Write a detailed and insightful critique of the claims in each source. Are they based on observational or on experimental evidence. If the evidence is observational, what attempts have been made to control for possible confounding factors? Have any moderators been considered? Have possible mediators been controlled, possibly suppressing an actual causal effect? Are the subjects used relevant for context that interests you. Comment generally on internal and external validity relative to the context of your question.

Conclude with a general assessment of the information you have found and how it answers -- or not -- your original question.

Include references and links to your sources.

Some guidelines for your report:

  • Aim for a length of 8 to 12 double-spaced pdf pages of analyses and discussion plus at approximately 2 pages of relevant figures (copied with attribution or hand-drawn).
  • Grading:
    • Clear expression of specific question and relevance: 25%
    • Choice of sources and clear references and links: 25%
    • Clarity and quality of analysis and argument: 30%
    • Clear formal academic style of writing: 5%
    • Effort: 5%
    • Structure: 5%
    • Overall appearance: 5%
    • You can get bonus marks in any category if you do an absolutely brilliant job in that category.

Class representatives

In approximately 2 weeks, we will select 3 class representatives. This is a practice in the Division of Natural Science. The class representatives meet, later in the term, with the Director of the Division of Natural Science, Professor Julie Evans, who uses their feedback to help guide the development of courses in the Division.
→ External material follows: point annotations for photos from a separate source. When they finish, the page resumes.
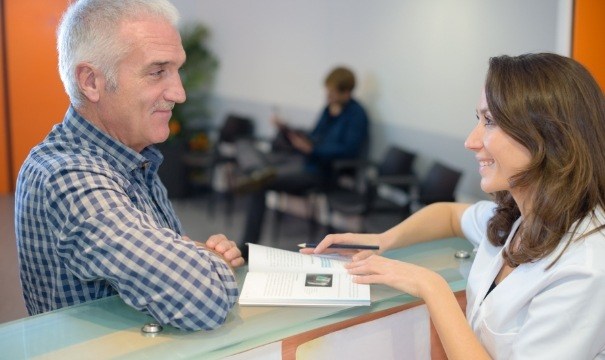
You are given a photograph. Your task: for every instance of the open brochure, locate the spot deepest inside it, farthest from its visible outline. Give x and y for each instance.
(286, 278)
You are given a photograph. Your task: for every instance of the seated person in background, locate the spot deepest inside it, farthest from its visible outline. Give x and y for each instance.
(92, 216)
(340, 133)
(537, 284)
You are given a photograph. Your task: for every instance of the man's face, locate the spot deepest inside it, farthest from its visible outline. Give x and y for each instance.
(148, 84)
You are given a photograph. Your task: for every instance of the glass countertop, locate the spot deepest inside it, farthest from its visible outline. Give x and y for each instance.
(110, 328)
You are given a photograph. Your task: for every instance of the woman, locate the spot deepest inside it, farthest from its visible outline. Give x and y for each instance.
(537, 285)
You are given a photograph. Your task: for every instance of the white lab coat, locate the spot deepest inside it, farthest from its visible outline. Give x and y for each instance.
(536, 313)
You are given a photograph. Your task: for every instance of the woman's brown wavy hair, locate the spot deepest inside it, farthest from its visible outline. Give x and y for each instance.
(551, 105)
The class representatives can also act to give feedback to the instructor as well as acting as a liaison.

Using computers for the course

Some assignments will require you to use computing software to view and analyze data. The test and exam will require you to interpret output from the same software. You can learn the computing aspects of the course in a number of ways:

  • If you have access to a computer, you can download the software for the course. We use public domain software that runs on Windows, MacOS X or Linux. If you have a laptop, you are encouraged to bring it to class and to tutorials and office hours.
  • If you don't have access to a computer, you can get an account to use computers in the Gauss Lab where the software will be available. You also need a card to access the Gauss Lab.
  • The course will show detailed examples of simple statistical analyses using R.


This is the NATS 1500 Moodle site ( link to the MOODLE site for NATS 1500. We will use Moodle for two purposes:

  • A way for you to submit some assignments.
  • A way for you to find out your grades as the course progresses.

Log in to make sure you are properly connected to Moodle.


Where can I go for help?

  • Tutorials, Most Wednesdays 3:30 to 4:30. The instructor will be present to answer questions.
  • Instructor's office hours: Fridays 8 am to 10 am or at other times by appointment.
  • NATS AID: Undergraduate students who have already taken the course and done very well volunteer to help. More information to come.
  • Statistics Learning Centre in the Department of Mathematics and Statistics at South Ross 525. Teaching Assistants who are assigned to help with introductory statistics courses are available to help. Some may be designated for NATS 1500 because, believe or not, we cover some material that many graduate students have not learned! More information to come.